Figure 2.1 has the following components that we have not yet listed:

Load Balancer or Ingress Controller: A networking component of Kubernetes that exposes HTTP/HTTPS routes from the cluster to the outside world. By default, Kubernetes provides a ClusterIP service that enables the services inside the cluster to talk to each other. There is no way to access cluster services from the outside world. In a production deployment, such as on a cloud platform, you need to deploy either an ingress controller or a load balancer to be able to access your Pachyderm cluster from the internet. In a local, testing deployment, Pachyderm uses port-forwarding. NodePort is another way to configure external access. However, it is not recommended for production deployments and, therefore, has been omitted from the current description. Pachyderm provides a Traefik ingress option to install through its Helm Chart.
Pachyderm CLI or pachctl: pachctl is Pachyderm's Command-Line Interface (CLI), which enables users to perform advanced operations with Pachyderm pipelines and configure infrastructure as needed.
API: Pachyderm supports programmatical access through a variety of language clients, including Python, Go, and others. Many users will find it useful to use one of the supported clients or even build their own.
Metadata storage: etcd collects administrative metadata, which has to be stored either on a local disk or a Kubernetes Persistent Volume (PV), which can be on a cloud platform or any other platform of your choice.
Object Storage: A location to store your Pachyderm File System (PFS) and the pipeline-related files. Pachyderm supports S3 object storage, such as MinIO, Google S3, Azure Blob storage, and Amazon S3.

In Figure 2.1, the user accesses the Pachyderm cluster through a load balancer or ingress controller by using either the Pachyderm dashboard, pachctl, or through the API by using a language client. The user's call is sent to pachd. pachd processes the request and updates the state of the pipeline and etcd accordingly. After the pipeline runs, it outputs the result to the configured storage location, from where it can be accessed by other third-party applications.

Container runtimes

A container runtime is software that executes the code in a container. There are many open source container runtimes, such as Docker, container, CRI-O, and others. Pachyderm supports the most popular container runtime—Docker. The fact that Pachyderm supports only one type of container runtime does not mean limited functionality. Most users will find Docker containers sufficient for all their needs.

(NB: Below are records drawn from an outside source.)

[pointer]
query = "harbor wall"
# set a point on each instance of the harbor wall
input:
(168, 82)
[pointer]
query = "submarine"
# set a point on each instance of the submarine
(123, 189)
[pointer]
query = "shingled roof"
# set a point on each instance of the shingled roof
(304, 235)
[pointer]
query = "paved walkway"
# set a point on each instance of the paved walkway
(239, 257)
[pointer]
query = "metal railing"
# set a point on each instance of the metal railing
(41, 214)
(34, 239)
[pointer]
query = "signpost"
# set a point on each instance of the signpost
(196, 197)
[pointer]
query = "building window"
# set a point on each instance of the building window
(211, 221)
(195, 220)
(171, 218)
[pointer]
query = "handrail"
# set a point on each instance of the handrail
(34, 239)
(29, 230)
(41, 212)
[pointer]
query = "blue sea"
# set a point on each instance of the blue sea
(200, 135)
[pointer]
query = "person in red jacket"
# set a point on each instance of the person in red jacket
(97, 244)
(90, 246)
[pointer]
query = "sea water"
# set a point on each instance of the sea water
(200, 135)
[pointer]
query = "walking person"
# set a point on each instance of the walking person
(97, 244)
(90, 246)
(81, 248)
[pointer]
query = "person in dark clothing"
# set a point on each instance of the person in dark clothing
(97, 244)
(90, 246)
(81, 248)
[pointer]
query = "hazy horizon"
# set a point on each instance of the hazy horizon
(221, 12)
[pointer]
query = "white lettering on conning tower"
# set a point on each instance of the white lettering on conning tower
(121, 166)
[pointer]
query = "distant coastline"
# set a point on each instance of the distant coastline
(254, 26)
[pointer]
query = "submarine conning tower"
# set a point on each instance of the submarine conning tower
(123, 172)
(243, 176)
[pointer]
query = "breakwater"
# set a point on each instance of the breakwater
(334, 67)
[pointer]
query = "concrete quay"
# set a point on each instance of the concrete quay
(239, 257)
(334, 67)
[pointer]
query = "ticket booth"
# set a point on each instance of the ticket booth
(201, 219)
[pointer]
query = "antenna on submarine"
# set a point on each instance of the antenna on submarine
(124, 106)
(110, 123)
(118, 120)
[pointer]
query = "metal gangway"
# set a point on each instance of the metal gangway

To run a container, you need to have a container image and a place to store it. A container image is a file that contains the immutable code of a program that can be executed by the container runtime. Container images are stored in container registries, storage or repositories that host container images. Some container registries are public and others are private. All Pachyderm components are packaged as container images and stored in Docker Hub, a public container registry, meaning that anyone can download those images free of charge.

All your Pachyderm pipelines will have to be packaged as Docker containers and stored in a container registry. Your organization might require you to store your packages in a private container registry to protect the intellectual property of your pipeline. But if you are working on an open source or student project, you can store your container images in Docker Hub for free.

Now that we have reviewed the Pachyderm architecture, let's look at Pachyderm version control primitives that are foundational in understanding how Pachyderm works.

Learning about version control primitives

As we saw in a previous section, Pachyderm bears similarities to the code version control software called Git. If you have participated in developing an open source project before, you are likely familiar with Git through the use of a hosted Git version, such as GitHub, GitLab, or Gerrit.

Like with Git, you store your data in repositories, upload your data with a commit, and can have multiple branches in your repositories. Pachyderm stores the history of your commits and allows you to track changes or the history of your data back to its origins.

Pachyderm version control primitives enable you to go back in time and run your pipeline against previous versions of your changes. This can be very powerful in tracking bias and mistakes that crawl into your pipeline changes.

Let's look at these concepts in more detail.

Repository

A Pachyderm repository is a filesystem in which you store your data and where you store versions of your data. Pachyderm distinguishes between the input repository and output repository.

An input repository is a filesystem that you create and where you upload your data for further processing either by using a CLI, the UI, or automatically by using the API.

An output repository is a filesystem that Pachyderm creates automatically, which has the same name as the pipeline. This is the location where Pachyderm outputs the results of the calculation and from where results can be exported for serving as a model.

An important distinction from the Git repositories is that Pachyderm repository history is stored in a centralized location, which eliminates the risk of merge conflicts. Therefore, there is no equivalent of the .git history file in Pachyderm.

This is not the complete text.